Hızlı bilgi birikimi ve hızlı değişim; yaşamın her geçen gün çözümlenmesi gereken bir bulmaca halini almasına yol açarken insanın uyum gücünün sınırlarının zorlanmasına ve yeni bireysel ihtiyaçların doğmasına neden olmaktadır. Hızla artan yeni bilgilere ulaşma, bu bilgilerin sosyal yaşantıda meydana getirdiği değişime uyum sağlamanın, günümüzde gerek birey gerekse toplum düzeyinde kendini geliştirme ihtiyacını doğurduğu söylenebilir.
Toplumdaki sosyal konumu, mesleği ve aldığı eğitim ne olursa olsun bireyler kendilerine en gerekli olandan başlamak üzere yeni bilgileri edinme ihtiyacı içindedirler. Kendisi dışındaki dünyada olup bitenlerin farkında olmak, bunları izlemek, öğrenmek, yeni teknolojilerle kendisi arasında ilişkiler kurmak kısaca çevresinde olup bitenlere hâkim olma isteği ve çevreye uyum gösterme gereksinimi, bireyin kendini geliştirme ihtiyacını da beraberinde getirmektedir. Kişinin, çevrede olup biten sosyal; kültürel, siyasal gelişmeleri ilgilendiği oranda izlemesi, toplumun üyesi bir vatandaş olmanın duyarlılığını hissetmesi gereklidir.

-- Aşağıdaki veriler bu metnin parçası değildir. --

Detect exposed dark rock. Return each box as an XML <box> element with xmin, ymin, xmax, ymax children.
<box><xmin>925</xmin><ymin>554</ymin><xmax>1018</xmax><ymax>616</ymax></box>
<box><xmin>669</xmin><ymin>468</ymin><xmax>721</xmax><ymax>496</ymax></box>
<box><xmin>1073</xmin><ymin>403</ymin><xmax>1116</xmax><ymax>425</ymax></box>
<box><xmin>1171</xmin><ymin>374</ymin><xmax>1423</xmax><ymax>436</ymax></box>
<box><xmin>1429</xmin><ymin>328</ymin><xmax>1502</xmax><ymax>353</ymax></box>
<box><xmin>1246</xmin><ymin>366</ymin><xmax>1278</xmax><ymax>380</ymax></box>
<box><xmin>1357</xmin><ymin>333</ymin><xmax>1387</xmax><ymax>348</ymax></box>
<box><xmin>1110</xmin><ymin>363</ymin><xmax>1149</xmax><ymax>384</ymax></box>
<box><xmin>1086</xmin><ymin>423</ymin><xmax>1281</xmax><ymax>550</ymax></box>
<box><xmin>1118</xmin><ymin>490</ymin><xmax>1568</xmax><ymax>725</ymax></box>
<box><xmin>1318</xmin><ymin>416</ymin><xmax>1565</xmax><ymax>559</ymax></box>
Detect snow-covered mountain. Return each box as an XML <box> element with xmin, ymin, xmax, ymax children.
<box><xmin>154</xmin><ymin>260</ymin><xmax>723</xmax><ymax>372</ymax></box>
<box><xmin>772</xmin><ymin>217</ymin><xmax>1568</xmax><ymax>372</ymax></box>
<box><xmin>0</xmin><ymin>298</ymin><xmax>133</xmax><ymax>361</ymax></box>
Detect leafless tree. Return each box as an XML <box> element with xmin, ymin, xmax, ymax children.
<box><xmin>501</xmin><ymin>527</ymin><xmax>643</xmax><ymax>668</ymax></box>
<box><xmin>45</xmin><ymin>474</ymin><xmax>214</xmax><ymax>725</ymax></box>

Çevreye uyum göstermek, her türlü yeniliği aynen alıp uygulamak, esen rüzgâra göre hareket etmek değil, işe yarar, toplumun gerçek kalkınmasını sağlayacak yenilikleri, yeni bilgileri almaktır. Gelişmenin gücü olan özünü almak, kişiliğimize ve toplumsal yapımıza uygun biçimde yararlanmak mühimdir.
Daha da önemlisi kişinin bir insan olarak kendisine, ailesine toplumuna ve tüm insanlığa karşı görev ve sorumluluklarını gerektiği gibi yerine getirmesi, en azından kendisine gerekli yeni bilgi ve becerileri edinmesini gerektirmektedir. Zira hızlı bilgi artışının yaşandığı günümüzde bu gereklilik bir zorunluluk halini almıştır.
Günümüzün yaşam koşulları, hangi konumda olursa olsun bireylerin günlük yaşamlarında ne düzeyde gelişmeye açık olduklarını ve bu konuda ne kadar çaba harcadıklarını gözden geçirmeyi zorunlu hale getirmiştir.
Bir işletme yöneticisinin, yönetim ve davranış bilimlerindeki gelişmeler ışığında yönetim tarzını gözden geçirmesi; bir fabrika işçisinin iş yerinde gerçekleştirilen ya da gerçekleştirilecek teknolojik değişikliklere kendisini hazırlaması; anne-babanın eğitimdeki gelişmelere göre çocuk yetiştirme tutumlarını gözden geçirmesi zorunludur.